不管了,先睡觉!
……
并没有睡好。
因为睡到半夜,有不速之客闯进了礼堂。
礼堂的高穹顶让里面的一举一动都被纵深放大,夏思瞬听到声音时便醒来,第一时间打开ip视野查看情况。
主入口方向,一个人,和五只核尾。
她心里稍微松了一口气,在这种情况下,核尾是最安全的客人。她的方案三正是加入一个核尾团体,现在看来,核尾自己送上门来了。
现在要处理的重点是怎么在安全和平的状态下和这些核尾打交道,获得它们的信任,最重要的是那个人类。
她的临时床铺搭在礼堂的过道一侧,她决定暂时维持原样,装作不知道,继续躺在临时床铺上。
ip视野中,那个人类带了一只核尾,进入礼堂内部,而其余的核尾被暂时安置在入口旁边的角落里。
脚步声和呼吸声渐渐近了。
这一连串的脚步声只是正常无比的行走,似乎知道礼堂内大概率是安全的,没有刻意放轻声音。礼堂里的声音被放大,夏思瞬能感觉到声音在靠近。
然后那人打开了手电筒,光束在黑暗里骤然之间亮起来。
夏思瞬需要表演一场醒过来的戏码。她假装惊醒,从她的临时床铺上爬起来,盒子发出轻微的响声。
而她的“苏醒”也让对方警觉起来,手电筒光束照向她的方向。
顺着手电筒光芒,她眯着眼睛看向那边,抬起手挡了一下。
那人和他身旁的核尾站在礼堂过道的另一侧,和她之间相隔了许多个观众席座位。
层层叠叠的观众席座椅像浪花一样,将双方隔离在两岸,彼此试探。
手电筒光束太过明亮,他站在暗处,五官模糊。他似乎没有攻击性,或者说,他刻意让攻击性从他的体态、神态中消失了。他看起来是放松的,自在的。如果这是表演的话,那么他相当老练。
他看到她以后,便把手电筒关了,却没有说话。
“这里有人,”夏思瞬斟酌着道,她的声音很幸运地拥有刚睡醒的沙哑质感,为现在微妙的局面增添一份平和,“你也是来找落脚点的?”
她故意装作没看到他那只核尾,给了一个台阶。
她不希望在这里起争端。对方显然和她一样是来避难的,双方应该和平相处才有利于彼此。
那人开口了,语气平静克制:“打扰了,是的。”
夏思瞬在心里做了一个快速的判断。她对这个人印象不错,他是那种会从利益出发冷静判断局面的聪明人。
但她有点好奇他为什么会带着一群核尾来到这里避难。他帮助核尾的目的是什么?这个问题暂时没办法得到答案。
除此之外,这个人的狡猾之处在于:他始终没有主动提出什么,他回答了她的问题,再次安静地等待她的反应,等待她主动提出。
夏思瞬没办法,只能让对话继续下去,这次她抛出了更加重磅的话题:“你带来的那些,它们都听你的?”

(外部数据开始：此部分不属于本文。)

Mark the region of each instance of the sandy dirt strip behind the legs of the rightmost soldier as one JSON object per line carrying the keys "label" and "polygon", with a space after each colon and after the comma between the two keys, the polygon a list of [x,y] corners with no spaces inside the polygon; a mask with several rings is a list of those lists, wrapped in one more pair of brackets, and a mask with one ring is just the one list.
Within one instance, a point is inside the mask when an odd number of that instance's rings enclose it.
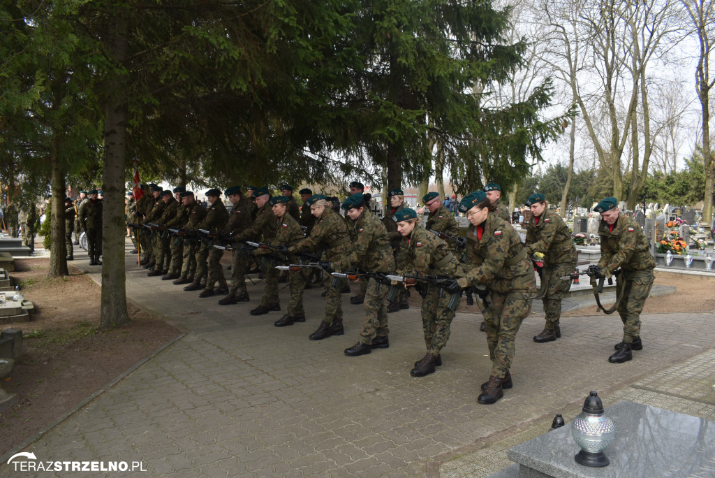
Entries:
{"label": "sandy dirt strip behind the legs of the rightmost soldier", "polygon": [[[656,270],[656,281],[654,284],[663,286],[675,286],[676,293],[668,296],[651,297],[646,301],[643,313],[657,312],[701,312],[715,310],[715,278],[708,278],[702,275],[685,275]],[[583,279],[582,279],[583,280]],[[603,303],[603,306],[611,306],[611,303]],[[576,311],[562,313],[564,317],[583,316],[585,314],[599,313],[598,308],[583,308]]]}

她这样说,不仅逼迫对方说出实情,也将自己的能力展露出冰山一角,让对方有所忌惮。
黑暗中那人的表情不是很清楚,但可以感觉到他似乎有些惊讶。
“是的,它们都是可控的。”他回答。
他没有说“都听我的”,而是说了“可控制”的。
意思是它们也可能听你的。
现在的情况很清楚了,双方都在给对方递台阶。出于利益考虑,双方都愿意和平相处。
夏思瞬指了指观众席座位,随手划出一条线:“你们随意,这条是分界线。”
一阵喧闹的窸窣后,礼堂里安静下来。
夏思瞬却再也睡不着了。
这种情况,怎么可能睡得着。
那个人的行动方式太克制了,导致她不知道什么时候才应该递出橄榄枝,双方彻底达成和平协议,而不是像现在这样遵守着一个模糊的界线和模糊的敌友关系。
这势必要求双方都对彼此有足够的了解——但那个人的嘴巴比叠在一起无法分开的塑料凳子还严。